Que la KTM 300 EXC sea la referencia en el enduro más duro no es noticia. Pero la generación 2027 incorpora una tecnología que sí lo es: el sistema de inyección Throttle Body Injection (TBI). Esta novedad cambia las reglas del juego, y te cuento por qué.
Qué es exactamente la inyección TBI y por qué importa en el enduro
Hasta ahora, los motores de dos tiempos en la gama EXC recurrían a la inyección electrónica en el colector de admisión (TPI) o directamente en el cárter. El TBI va un paso más allá: coloca el inyector justo en el cuerpo de la mariposa del acelerador, imitando en parte el comportamiento de un carburador pero con la precisión electrónica.
El resultado es una respuesta más instantánea al abrir gas, un ralentí más estable y una carburación que se adapta sola a la altitud sin que el piloto toque nada. En enduro extremo, donde un golpe de acelerador mal dosificado puede mandarte al suelo en una trialera, esa precisión es oro.
Qué cambia en la KTM 300 EXC 2027
La 300 EXC 2027 mantiene el chasis de acero al cromo-molibdeno y la horquilla WP XPLOR de la generación anterior, pero la incorporación del TBI no solo afecta al motor: los ingenieros han recalibrado por completo la electrónica de gestión. La entrega de potencia es más limpia y lineal, con menos humo y un consumo más contenido, según la marca.
Además, el conjunto sigue siendo tan ligero y ágil como siempre: poco más de 100 kg en orden de marcha para una moto que ronda los 44 CV. La relación peso-potencia sigue siendo su gran baza. Y, ojo al dato, el sistema TBI permite mantener un rendimiento constante desde el nivel del mar hasta los puertos de montaña, algo que cualquier carburador sufriría para igualar.

Por qué la 300 EXC sigue marcando el ritmo en el mundo del enduro
KTM no es la primera marca en apostar por la inyección TBI; otros fabricantes ya la han explorado en modelos off-road. Pero integrarla en una moto con el pedigrí ganador de la EXC —campeona mundial de enduro en múltiples ocasiones— y ofrecerla de serie en toda la gama de dos tiempos, desde 125 hasta 300 cc, tiene un efecto dominó: el resto de marcas tendrán que reaccionar o quedarse atrás.

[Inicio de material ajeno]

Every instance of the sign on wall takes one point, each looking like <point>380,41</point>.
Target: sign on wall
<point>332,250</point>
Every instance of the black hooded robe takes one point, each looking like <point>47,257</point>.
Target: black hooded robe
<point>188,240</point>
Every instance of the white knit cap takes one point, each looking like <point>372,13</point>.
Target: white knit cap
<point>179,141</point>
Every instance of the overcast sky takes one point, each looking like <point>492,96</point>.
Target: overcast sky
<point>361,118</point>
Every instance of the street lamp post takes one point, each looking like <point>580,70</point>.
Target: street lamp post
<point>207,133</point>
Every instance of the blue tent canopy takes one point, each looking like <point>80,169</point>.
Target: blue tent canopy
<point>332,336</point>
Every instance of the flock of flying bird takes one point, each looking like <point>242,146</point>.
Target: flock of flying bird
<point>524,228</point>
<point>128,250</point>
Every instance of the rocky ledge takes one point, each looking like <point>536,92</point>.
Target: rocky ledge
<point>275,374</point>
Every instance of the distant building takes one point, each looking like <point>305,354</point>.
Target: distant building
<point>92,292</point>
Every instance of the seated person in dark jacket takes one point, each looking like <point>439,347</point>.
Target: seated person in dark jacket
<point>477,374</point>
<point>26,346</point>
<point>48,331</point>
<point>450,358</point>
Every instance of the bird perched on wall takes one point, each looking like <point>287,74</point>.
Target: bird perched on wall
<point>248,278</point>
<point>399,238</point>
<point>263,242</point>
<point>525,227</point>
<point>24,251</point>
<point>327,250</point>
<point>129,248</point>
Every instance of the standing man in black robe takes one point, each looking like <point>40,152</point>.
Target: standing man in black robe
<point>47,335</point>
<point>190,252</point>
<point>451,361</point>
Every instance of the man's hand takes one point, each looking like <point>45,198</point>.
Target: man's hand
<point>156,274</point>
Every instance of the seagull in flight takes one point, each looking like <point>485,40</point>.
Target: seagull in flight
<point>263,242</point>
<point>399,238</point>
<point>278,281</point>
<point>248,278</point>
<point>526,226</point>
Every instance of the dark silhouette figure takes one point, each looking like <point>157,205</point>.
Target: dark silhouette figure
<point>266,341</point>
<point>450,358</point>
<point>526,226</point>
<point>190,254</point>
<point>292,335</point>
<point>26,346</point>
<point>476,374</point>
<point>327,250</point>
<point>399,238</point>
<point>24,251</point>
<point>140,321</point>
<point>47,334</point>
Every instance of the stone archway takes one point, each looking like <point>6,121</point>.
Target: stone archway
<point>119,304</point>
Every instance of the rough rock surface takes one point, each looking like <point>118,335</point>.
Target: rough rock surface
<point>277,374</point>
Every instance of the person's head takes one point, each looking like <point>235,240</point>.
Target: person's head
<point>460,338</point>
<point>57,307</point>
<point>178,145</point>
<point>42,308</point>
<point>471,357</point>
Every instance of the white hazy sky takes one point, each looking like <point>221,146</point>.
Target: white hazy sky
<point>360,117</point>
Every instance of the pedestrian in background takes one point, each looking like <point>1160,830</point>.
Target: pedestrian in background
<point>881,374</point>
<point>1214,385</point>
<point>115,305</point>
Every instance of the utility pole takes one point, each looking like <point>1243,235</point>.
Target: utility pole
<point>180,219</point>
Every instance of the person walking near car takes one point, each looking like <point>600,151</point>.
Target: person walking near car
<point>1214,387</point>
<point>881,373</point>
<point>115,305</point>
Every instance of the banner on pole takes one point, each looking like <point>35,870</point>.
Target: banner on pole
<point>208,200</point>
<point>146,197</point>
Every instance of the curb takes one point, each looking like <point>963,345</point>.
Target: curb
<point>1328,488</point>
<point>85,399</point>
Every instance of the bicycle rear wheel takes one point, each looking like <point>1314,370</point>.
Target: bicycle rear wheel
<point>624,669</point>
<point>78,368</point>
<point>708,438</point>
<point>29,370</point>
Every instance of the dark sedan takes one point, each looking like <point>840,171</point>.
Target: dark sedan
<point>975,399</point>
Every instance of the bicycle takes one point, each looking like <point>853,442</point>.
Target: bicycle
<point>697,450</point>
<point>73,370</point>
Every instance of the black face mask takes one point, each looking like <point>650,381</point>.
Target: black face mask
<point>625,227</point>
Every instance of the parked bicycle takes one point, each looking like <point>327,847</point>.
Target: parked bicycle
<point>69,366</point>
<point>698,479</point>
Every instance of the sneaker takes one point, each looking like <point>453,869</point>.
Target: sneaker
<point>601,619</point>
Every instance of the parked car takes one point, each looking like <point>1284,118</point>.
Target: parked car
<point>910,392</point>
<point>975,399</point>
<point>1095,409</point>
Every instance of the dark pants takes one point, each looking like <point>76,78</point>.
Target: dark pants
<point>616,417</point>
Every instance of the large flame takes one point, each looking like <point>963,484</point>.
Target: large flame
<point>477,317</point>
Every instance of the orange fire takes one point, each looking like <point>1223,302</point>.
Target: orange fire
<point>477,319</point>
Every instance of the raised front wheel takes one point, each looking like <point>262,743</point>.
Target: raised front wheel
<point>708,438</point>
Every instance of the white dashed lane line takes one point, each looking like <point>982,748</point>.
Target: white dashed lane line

Donde realmente se nota la diferencia es en las secciones más técnicas. La respuesta instantánea permite dosificar el par con el acelerador sin recurrir tanto al embrague, lo que se traduce en menos fatiga en tramos largos. Y en ascensos complicados, donde un motor que se ahoga te deja tirado, el TBI asegura una combustión óptima incluso cuando la moto está muy inclinada o en condiciones de aire enrarecido.
En enduro de verdad, una entrega de potencia predecible y sin tirones vale más que diez caballos extra de pico.
Con esta evolución, la firma de Mattighofen reafirma su apuesta por seguir liderando el segmento off-road de competición. La 300 EXC 2027 ya está disponible en los concesionarios oficiales europeos, y aunque el precio aún no se ha confirmado para España, todo apunta a que rondará los 10.500 euros, en línea con la generación anterior. Para el piloto amateur que busca la mejor herramienta para sus salidas de fin de semana, o para el competidor que exige el máximo rendimiento, la nueva EXC planta cara y obliga a mirarla muy de cerca.
Tu Mecánico de Confianza
Si estás pensando en hacerte con una, ten en cuenta que el sistema TBI, aunque más fiable que un carburador, exige un mantenimiento cuidadoso del filtro de aire y del inyector. Cualquier partícula de polvo puede obstruir el circuito y provocar una mezcla pobre que dañe el motor. Cambia el filtro cada 10 horas de uso intensivo y revisa el inyector una vez al año. Y, como siempre, consulta con un profesional si no tienes experiencia.